Efek Gas Air Mata Juga Berdampak pada Pernapasan
Sejumlah korban tembakan gas air mata dalam kericuhan demonstrasi di DPR/MPR Senayan menjalani perawatan intensif medis di RS Mintohardjo Jakarta Pusat, Selasa 24 September 2019 malam. ( Foto: Antara / Andi Firdaus )
Winda Ayu Larasati / WIN Rabu, 25 September 2019 | 16:33 WIB

Jakarta, Beritasatu.com - Gas air mata tidak hanya berdampak pada mata, namun juga bisa menimbulkan masalah kesehatan lain seperti sesak napas.

Menurut dr. Dyah Novita Anggraini dilansir dari Klikdokter.com, pernapasan dapat terganggu akibat tembakan gas air mata.

"Selain mata, pernapasan bisa terganggu akibat tembakan gas air mata. Biasanya, gejala ditimbulkan berupa batuk, sesak napas, rasa sakit di dada dan banyak dahak yang keluar," kata Dyah Novita.

Selain itu, gas air mata juga bisa menimbulkan masalah pada kulit. Gejala yang dapat dirasakan adalah nyeri, gatal, reaksi alergi, dan luka bakar kimia.

Gas air mata tidak memiliki efek jangka panjang bagi kesehatan. Efeknya perlahan hilang beberapa menit setelah terkena paparan gas.

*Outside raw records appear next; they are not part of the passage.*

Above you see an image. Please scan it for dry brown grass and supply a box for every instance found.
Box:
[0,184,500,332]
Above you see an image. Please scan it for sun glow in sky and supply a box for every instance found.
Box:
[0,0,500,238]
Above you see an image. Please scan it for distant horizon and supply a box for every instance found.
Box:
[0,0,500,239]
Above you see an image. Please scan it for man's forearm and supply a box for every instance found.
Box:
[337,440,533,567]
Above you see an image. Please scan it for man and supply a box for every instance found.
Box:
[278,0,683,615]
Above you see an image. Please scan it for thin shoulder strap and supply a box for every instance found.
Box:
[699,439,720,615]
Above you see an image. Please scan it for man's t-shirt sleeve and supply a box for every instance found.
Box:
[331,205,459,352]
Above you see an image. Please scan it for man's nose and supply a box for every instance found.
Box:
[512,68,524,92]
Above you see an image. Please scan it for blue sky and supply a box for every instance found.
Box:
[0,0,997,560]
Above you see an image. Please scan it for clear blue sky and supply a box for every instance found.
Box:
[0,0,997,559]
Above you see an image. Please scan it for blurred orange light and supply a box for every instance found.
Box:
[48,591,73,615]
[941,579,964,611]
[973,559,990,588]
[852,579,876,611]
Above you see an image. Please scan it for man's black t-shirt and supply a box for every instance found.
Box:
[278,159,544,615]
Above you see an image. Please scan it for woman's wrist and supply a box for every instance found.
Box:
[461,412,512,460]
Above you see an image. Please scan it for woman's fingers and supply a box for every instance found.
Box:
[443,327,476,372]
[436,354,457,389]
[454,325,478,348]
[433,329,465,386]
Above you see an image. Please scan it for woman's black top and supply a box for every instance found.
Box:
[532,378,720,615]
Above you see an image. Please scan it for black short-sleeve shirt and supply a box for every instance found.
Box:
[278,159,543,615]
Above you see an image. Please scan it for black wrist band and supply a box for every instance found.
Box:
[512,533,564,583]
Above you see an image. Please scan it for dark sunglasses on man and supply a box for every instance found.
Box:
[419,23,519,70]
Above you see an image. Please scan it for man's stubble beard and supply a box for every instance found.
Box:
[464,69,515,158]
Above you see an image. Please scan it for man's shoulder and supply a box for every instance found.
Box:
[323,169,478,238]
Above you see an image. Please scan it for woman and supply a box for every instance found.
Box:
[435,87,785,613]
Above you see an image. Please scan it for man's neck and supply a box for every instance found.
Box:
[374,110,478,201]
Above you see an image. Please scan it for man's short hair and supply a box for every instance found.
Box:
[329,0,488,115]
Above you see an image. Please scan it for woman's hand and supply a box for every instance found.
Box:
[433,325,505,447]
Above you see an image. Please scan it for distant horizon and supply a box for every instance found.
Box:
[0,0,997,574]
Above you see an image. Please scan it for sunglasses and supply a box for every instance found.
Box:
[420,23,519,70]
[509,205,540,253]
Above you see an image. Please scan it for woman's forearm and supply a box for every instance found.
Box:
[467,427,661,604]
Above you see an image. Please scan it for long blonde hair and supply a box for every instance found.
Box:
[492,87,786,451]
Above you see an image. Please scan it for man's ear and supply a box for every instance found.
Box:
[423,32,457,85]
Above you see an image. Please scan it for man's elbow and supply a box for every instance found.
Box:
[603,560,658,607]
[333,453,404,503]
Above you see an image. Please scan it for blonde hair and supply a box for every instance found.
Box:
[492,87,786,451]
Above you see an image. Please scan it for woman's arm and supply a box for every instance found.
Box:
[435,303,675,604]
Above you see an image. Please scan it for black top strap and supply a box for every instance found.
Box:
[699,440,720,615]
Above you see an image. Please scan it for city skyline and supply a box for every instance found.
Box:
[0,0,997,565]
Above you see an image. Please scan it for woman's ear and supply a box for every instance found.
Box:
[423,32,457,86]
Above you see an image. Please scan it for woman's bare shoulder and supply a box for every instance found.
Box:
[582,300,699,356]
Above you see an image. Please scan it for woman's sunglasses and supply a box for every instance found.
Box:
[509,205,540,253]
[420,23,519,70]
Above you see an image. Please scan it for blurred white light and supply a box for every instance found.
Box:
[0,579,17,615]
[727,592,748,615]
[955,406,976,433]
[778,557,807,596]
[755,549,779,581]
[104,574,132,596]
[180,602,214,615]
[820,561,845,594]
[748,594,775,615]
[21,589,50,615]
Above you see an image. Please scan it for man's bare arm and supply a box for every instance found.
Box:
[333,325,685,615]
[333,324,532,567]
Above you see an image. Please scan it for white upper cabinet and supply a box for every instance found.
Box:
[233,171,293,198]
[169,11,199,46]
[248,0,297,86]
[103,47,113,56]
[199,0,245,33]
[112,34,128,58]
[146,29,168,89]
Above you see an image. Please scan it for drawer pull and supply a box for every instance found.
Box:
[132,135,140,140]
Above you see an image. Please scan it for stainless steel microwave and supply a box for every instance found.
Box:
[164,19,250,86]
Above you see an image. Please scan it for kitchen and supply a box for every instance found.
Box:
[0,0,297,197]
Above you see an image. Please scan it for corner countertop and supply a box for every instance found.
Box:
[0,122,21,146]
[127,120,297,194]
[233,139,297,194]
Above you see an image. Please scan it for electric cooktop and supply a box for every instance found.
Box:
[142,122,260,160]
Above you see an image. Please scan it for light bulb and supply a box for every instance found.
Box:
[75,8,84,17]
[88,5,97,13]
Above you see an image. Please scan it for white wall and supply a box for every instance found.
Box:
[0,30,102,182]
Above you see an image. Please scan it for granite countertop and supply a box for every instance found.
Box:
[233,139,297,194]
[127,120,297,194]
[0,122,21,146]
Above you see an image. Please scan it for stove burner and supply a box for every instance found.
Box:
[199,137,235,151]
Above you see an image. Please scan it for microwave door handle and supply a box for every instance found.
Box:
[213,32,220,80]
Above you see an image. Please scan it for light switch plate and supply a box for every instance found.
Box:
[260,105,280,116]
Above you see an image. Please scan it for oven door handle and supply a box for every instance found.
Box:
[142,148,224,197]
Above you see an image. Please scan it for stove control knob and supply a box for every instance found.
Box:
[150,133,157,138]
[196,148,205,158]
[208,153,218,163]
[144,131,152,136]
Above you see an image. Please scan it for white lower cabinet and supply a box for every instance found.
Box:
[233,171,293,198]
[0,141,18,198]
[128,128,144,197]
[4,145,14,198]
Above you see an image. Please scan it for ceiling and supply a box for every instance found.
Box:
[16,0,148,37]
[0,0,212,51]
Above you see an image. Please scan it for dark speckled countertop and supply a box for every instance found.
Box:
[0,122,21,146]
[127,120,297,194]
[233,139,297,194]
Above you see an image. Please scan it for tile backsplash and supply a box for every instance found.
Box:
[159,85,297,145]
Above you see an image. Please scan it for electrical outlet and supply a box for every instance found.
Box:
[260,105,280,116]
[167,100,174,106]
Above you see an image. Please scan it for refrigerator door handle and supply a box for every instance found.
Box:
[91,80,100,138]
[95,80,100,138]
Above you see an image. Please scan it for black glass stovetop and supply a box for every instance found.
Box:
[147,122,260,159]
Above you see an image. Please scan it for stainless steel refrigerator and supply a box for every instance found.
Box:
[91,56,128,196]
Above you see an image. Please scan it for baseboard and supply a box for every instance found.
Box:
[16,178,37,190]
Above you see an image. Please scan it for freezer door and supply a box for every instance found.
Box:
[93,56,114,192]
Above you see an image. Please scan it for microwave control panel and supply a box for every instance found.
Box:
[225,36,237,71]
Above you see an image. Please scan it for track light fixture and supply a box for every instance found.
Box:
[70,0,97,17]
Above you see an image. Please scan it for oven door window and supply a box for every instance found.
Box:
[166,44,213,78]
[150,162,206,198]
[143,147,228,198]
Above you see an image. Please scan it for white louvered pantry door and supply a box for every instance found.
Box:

Sebagai bentuk antisipasi dari gas air mata, sebaiknya Anda menjauhi tempat demo dan mencari tempat lebih aman untuk berlindung. Namun, jika sudah terkena gas air mata, segera cuci mata dan kilit agar zat kimia dari gas air mata tidak memberikan efek yang merugikan pada kesehatan.